The center conducts research in various physical sciences, particularly the development of many kinds of sensors, lasers, atmospheric research, non-destructive testing techniques, space environment, nuclear safety, medical diagnostics and nuclear medicine. Soreq also produces various types of radiopharmaceuticals for use by health care organizations throughout the country.

Some of the institute's research facilities include an AMF 5 MW pool-type light water nuclear reactor supplied in the late 1950s from the United States under the Atoms for Peace program and a 10 MeV proton cyclotron accelerator, as well as extensive laboratory and testing facilities. The center is home to the SARAF – Soreq Applied Research Accelerator Facility which houses a 5-40 MeV, 0.04-5 mA proton and deuteron superconducting linear accelerator.

The center is named after the nearby stream of Soreq.

The center operates under the safeguards of the International Atomic Energy Agency.

==Architecture==
Noted American modernist architect Philip Johnson designed the center's building in 1956. The project was Johnson's first government commission. Dr. Lev Zetlin, the structural engineer for this project, introduced Philip Johnson to Israeli authorities and facilitated his hiring. Zetlin, one of the most renowned practitioners of his profession, worked very closely with Johnson in the design and construction of the reactor. It was Zetlin who set the parameters and established the conditions for the architect and turned Johnson's ideas into reality.

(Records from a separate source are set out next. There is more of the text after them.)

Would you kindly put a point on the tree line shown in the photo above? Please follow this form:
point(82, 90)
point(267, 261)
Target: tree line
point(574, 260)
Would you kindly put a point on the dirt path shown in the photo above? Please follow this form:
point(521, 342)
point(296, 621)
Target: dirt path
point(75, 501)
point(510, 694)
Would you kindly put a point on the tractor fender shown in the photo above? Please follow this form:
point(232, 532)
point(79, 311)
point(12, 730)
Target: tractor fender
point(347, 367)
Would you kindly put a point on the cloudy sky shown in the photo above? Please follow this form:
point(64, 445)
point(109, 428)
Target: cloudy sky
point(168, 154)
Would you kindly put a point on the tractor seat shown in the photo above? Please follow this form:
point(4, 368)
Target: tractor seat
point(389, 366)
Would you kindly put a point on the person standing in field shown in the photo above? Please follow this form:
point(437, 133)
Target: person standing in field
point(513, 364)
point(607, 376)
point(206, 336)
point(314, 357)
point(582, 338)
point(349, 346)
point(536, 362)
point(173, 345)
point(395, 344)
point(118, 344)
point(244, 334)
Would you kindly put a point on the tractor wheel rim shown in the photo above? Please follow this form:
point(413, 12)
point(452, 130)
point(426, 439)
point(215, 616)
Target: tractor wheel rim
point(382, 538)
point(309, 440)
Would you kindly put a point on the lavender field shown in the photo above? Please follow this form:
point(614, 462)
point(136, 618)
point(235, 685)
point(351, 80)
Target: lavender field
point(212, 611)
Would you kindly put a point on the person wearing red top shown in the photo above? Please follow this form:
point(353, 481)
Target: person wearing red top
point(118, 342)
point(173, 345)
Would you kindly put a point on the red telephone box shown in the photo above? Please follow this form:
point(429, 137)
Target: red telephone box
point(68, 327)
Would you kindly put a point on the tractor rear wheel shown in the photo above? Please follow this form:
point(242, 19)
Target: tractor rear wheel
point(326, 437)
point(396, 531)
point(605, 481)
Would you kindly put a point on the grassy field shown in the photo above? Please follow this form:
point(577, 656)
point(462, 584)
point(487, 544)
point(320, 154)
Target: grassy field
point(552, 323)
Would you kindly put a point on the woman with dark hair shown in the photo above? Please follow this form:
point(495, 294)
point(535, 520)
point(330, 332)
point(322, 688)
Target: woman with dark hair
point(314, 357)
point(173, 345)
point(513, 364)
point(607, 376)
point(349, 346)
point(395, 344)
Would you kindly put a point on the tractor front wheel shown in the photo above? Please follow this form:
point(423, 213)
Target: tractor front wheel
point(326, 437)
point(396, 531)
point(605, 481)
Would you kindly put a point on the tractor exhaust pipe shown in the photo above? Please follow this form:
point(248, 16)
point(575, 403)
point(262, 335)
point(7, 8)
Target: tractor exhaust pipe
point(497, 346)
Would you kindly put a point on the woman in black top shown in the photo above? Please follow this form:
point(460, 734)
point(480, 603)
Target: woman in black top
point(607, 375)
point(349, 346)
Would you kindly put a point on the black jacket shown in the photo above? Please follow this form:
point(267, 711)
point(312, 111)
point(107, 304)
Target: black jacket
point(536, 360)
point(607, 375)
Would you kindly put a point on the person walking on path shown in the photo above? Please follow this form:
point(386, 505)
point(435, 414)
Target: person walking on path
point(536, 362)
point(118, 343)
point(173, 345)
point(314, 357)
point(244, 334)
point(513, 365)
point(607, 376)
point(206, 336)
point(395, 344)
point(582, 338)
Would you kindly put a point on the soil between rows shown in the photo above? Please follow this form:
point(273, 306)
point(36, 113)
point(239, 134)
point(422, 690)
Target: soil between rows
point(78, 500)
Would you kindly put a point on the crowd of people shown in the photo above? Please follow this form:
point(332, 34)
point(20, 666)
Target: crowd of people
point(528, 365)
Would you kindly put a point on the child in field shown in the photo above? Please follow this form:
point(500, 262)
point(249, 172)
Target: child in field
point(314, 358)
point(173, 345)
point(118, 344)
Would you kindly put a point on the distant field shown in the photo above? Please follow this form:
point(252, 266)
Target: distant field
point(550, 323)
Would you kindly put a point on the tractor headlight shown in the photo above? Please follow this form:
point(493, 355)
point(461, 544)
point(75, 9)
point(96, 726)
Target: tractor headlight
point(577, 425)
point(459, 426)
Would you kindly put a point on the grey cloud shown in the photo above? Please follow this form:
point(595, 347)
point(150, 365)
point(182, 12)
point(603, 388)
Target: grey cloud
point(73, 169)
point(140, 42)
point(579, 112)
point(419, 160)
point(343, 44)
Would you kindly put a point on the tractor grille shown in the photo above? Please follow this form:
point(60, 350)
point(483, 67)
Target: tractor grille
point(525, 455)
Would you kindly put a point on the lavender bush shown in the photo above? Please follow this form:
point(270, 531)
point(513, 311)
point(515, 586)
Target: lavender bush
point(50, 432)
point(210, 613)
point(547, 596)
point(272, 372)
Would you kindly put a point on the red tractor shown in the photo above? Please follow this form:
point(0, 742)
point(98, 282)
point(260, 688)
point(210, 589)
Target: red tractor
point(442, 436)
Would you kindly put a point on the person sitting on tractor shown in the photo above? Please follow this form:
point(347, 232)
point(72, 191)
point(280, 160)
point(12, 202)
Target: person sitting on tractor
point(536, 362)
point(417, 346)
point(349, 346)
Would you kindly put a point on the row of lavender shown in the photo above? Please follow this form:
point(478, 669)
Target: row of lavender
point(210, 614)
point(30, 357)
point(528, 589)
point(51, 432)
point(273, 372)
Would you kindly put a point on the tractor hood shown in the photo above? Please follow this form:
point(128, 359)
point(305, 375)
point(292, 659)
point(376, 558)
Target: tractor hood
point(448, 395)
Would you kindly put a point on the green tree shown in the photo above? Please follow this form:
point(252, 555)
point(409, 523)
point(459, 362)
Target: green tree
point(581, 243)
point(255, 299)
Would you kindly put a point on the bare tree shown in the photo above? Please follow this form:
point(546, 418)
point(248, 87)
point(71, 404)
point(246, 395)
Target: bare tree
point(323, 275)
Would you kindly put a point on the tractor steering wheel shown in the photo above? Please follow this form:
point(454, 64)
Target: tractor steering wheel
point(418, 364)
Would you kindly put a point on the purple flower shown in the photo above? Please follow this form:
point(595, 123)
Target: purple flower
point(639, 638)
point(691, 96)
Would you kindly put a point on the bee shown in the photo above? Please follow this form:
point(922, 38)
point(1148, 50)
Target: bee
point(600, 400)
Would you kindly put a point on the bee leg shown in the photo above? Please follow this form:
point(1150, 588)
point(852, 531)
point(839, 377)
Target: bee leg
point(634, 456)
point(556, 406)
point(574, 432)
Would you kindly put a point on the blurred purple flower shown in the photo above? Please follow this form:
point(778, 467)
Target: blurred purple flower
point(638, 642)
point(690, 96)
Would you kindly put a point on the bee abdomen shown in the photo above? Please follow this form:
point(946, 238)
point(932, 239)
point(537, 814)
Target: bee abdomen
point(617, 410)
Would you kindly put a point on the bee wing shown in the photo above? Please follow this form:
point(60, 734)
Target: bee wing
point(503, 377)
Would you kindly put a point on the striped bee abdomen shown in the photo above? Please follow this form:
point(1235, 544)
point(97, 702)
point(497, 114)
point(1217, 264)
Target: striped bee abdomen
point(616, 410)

In an article in Haaretz, Prof. Zvi Efrat, an architect, historian of architecture and former head of the architecture department at the Bezalel Academy of Arts and Design said: "The fact that Johnson of all people, with his Nazi-embracing past, was chosen is no less interesting than the architecture of the building. You can't possibly say that Shimon Peres didn't know. Not only Peres, but all the middlemen who brought him to Peres..." Johnson, who never visited the site, called it "my temple in the desert."